Jacob Zimmerman House was the home of Jacob and Lena Zimmerman, German American settlers who came west over the Oregon Trail in 1851 to what became Multnomah County in the U.S. state of Oregon. Built in 1874, the house was part of a 600 acre dairy farm. Members of the Zimmerman family lived on the farm from 1870 through 1992. The house and 1.58 acre were added to the National Register of Historic Places in 1986. In 1994, the city of Gresham began land acquisition and planning for a 5.98 acre public park, Zimmerman Heritage Farm, with the house as its centerpiece.

The city, which owns the land, and the Fairview-Rockwood-Wilkes Historical Society (FRWHS), which owns the house, manage the Zimmerman Heritage Farm through a partnership. In 1992, the FRWHS acquired the house from Isobel Faith Zimmerman, the youngest granddaughter of the original owners. By late 2006, the society had spent an estimated $170,000 on rebuilding the foundation, upgrading the security system, fixing the porch, repairing the chimneys, replacing the roof and gutters, painting the exterior, and other work. The house is open for public tours on the third Saturday of each month from 10 a.m. to 3 p.m.

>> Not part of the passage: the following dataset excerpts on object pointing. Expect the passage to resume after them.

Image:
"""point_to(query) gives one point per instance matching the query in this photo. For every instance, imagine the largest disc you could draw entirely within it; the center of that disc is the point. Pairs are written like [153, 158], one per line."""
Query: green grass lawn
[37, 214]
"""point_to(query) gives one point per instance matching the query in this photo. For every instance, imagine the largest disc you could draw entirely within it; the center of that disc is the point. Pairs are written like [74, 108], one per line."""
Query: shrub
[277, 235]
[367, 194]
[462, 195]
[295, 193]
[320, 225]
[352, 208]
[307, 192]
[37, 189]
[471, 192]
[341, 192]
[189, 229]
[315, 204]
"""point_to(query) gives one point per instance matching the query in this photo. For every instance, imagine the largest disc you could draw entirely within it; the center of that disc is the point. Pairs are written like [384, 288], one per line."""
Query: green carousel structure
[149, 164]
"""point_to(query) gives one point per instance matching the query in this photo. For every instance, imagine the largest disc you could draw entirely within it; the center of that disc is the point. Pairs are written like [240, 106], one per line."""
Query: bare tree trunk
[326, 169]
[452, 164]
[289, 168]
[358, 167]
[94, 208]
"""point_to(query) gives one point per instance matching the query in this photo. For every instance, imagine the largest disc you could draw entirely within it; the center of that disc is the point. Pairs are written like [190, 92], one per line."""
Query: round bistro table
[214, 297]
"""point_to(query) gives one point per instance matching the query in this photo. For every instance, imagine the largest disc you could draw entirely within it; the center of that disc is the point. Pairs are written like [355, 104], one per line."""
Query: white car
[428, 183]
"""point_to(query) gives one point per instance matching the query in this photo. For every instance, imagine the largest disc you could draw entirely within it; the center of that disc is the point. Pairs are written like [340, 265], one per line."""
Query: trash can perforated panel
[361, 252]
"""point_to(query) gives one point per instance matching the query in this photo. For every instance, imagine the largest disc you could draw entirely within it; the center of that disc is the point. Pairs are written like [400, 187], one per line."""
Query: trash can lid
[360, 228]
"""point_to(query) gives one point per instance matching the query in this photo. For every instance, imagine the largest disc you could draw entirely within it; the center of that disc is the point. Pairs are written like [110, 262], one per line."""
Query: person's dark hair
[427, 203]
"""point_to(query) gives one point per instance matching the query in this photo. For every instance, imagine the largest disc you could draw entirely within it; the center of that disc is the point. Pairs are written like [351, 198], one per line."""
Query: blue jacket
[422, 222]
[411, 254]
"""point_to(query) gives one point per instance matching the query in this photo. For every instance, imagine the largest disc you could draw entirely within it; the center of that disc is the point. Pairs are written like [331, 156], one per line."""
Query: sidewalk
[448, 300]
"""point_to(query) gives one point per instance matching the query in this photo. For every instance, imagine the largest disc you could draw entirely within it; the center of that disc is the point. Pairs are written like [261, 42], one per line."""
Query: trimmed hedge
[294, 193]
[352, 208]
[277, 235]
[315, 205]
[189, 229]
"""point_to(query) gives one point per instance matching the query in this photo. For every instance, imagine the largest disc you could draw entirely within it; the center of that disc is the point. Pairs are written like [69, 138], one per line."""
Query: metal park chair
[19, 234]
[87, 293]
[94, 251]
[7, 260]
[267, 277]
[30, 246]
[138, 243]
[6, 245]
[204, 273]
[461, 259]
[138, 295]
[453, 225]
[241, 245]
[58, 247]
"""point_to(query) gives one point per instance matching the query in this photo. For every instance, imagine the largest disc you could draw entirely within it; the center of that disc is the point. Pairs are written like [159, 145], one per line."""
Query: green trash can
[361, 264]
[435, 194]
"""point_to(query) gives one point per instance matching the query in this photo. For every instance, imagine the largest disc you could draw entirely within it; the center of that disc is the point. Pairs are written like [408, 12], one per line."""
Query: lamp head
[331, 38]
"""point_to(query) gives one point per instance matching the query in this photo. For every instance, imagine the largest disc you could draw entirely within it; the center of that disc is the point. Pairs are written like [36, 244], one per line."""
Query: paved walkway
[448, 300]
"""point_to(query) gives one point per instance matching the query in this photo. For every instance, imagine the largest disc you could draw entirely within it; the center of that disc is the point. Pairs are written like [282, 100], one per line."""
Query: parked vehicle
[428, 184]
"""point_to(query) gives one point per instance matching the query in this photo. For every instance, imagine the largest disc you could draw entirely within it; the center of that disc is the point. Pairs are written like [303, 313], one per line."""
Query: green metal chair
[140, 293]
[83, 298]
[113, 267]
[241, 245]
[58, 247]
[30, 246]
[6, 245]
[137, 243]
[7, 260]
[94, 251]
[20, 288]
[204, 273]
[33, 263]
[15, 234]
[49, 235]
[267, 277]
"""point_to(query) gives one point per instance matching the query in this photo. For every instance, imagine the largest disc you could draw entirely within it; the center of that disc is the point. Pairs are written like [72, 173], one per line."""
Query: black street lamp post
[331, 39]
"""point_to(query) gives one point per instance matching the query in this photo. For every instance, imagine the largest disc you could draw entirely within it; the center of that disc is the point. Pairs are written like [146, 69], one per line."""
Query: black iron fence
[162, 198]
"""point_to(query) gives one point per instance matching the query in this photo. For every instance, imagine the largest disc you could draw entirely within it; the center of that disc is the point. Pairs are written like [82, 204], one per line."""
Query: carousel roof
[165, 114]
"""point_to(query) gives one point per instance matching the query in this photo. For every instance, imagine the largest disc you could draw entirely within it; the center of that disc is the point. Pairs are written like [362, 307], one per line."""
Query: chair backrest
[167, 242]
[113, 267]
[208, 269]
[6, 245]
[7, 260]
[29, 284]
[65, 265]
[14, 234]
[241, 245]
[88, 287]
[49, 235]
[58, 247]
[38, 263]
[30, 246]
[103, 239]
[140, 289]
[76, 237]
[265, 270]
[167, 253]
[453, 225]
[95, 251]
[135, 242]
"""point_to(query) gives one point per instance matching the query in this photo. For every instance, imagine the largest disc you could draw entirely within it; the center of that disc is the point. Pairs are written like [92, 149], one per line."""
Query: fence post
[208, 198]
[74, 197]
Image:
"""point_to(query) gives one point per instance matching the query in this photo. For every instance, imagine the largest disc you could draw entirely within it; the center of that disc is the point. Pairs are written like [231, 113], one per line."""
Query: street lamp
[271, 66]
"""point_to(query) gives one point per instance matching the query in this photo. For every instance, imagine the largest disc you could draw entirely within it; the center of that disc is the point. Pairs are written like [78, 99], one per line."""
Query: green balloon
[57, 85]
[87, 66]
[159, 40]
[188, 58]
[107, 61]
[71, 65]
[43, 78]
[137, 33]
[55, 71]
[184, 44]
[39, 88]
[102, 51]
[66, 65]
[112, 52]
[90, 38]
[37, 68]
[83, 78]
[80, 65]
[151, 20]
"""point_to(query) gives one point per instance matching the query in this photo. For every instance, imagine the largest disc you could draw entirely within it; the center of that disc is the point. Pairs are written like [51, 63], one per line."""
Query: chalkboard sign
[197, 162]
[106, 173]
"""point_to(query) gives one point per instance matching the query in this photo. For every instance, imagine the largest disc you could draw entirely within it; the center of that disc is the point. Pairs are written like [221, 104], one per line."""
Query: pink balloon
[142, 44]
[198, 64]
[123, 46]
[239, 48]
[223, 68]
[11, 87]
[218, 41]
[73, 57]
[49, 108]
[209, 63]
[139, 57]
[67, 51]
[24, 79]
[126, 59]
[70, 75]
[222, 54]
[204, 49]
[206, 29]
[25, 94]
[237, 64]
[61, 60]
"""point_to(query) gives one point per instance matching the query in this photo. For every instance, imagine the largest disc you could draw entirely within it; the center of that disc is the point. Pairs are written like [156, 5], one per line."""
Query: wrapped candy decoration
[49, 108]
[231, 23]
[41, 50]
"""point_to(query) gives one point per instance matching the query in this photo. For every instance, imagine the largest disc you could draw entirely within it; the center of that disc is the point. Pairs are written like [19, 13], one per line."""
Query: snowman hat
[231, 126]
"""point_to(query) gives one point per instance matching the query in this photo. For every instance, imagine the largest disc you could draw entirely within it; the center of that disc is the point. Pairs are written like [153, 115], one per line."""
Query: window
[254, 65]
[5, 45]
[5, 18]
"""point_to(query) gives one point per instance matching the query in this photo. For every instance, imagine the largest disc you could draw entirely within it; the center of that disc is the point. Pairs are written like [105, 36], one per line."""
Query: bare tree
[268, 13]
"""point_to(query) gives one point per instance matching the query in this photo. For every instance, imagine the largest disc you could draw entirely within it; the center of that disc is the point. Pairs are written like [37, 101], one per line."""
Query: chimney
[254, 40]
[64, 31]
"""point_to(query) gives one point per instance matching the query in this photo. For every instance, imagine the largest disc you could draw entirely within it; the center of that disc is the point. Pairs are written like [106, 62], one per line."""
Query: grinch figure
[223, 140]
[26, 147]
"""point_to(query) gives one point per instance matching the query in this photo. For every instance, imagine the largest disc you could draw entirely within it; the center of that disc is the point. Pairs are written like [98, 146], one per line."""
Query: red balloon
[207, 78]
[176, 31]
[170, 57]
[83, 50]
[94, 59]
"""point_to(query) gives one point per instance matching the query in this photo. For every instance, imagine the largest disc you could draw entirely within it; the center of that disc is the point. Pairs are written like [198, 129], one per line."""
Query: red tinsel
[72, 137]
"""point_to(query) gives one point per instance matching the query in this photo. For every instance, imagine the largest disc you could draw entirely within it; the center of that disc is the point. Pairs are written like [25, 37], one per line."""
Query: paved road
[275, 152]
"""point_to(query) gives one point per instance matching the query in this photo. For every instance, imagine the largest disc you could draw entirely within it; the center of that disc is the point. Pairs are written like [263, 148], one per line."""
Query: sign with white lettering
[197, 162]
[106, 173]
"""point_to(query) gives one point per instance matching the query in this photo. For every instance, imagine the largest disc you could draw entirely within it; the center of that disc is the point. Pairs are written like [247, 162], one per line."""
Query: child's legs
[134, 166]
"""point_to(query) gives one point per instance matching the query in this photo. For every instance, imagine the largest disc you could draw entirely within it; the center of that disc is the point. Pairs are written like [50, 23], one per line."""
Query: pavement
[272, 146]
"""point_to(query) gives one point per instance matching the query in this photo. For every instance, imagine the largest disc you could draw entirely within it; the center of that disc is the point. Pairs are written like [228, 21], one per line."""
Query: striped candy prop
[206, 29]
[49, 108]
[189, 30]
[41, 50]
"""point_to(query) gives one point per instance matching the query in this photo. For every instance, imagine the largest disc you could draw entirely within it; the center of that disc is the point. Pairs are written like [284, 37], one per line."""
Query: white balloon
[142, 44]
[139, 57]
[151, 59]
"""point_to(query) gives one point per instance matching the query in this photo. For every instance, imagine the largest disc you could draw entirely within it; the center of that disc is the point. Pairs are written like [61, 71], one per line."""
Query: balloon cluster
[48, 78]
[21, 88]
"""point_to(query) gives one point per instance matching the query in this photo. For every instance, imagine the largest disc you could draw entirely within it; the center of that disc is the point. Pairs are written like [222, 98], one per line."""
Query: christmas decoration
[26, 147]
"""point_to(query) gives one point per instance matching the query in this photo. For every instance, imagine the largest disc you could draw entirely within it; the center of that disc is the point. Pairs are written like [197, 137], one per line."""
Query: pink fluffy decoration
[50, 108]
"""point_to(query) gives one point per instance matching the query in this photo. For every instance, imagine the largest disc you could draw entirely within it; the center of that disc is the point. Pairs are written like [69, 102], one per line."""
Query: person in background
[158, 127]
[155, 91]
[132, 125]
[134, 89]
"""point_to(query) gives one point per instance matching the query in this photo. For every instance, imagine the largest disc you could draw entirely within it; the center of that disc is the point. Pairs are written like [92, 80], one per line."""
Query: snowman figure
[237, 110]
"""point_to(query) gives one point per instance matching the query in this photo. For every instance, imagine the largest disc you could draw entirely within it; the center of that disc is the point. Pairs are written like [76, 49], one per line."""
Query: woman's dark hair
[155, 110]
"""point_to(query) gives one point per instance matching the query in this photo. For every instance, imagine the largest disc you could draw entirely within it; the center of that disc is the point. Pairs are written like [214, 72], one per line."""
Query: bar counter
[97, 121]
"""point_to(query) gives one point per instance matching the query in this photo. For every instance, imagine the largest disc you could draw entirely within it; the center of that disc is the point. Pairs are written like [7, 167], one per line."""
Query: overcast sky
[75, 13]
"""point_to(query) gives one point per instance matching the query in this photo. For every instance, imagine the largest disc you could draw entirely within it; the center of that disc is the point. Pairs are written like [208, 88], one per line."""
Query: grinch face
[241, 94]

The Zimmermans were among the five founding families of Fairview. They arrived in the Willamette Valley in 1851 and settled on Hayden Island in the Columbia River. After floods destroyed their first crops, they re-located to a 320 acre donation land claim about 10 mi east of Portland. In late 1869, Jacob Zimmerman bought another donation land claim and moved into a log cabin on this site until building the original house in 1874. The Zimmermans' son, George, enlarged the farm to 660 acre on which he ran a successful dairy business that continued under several relatives and lessees into the 20th century.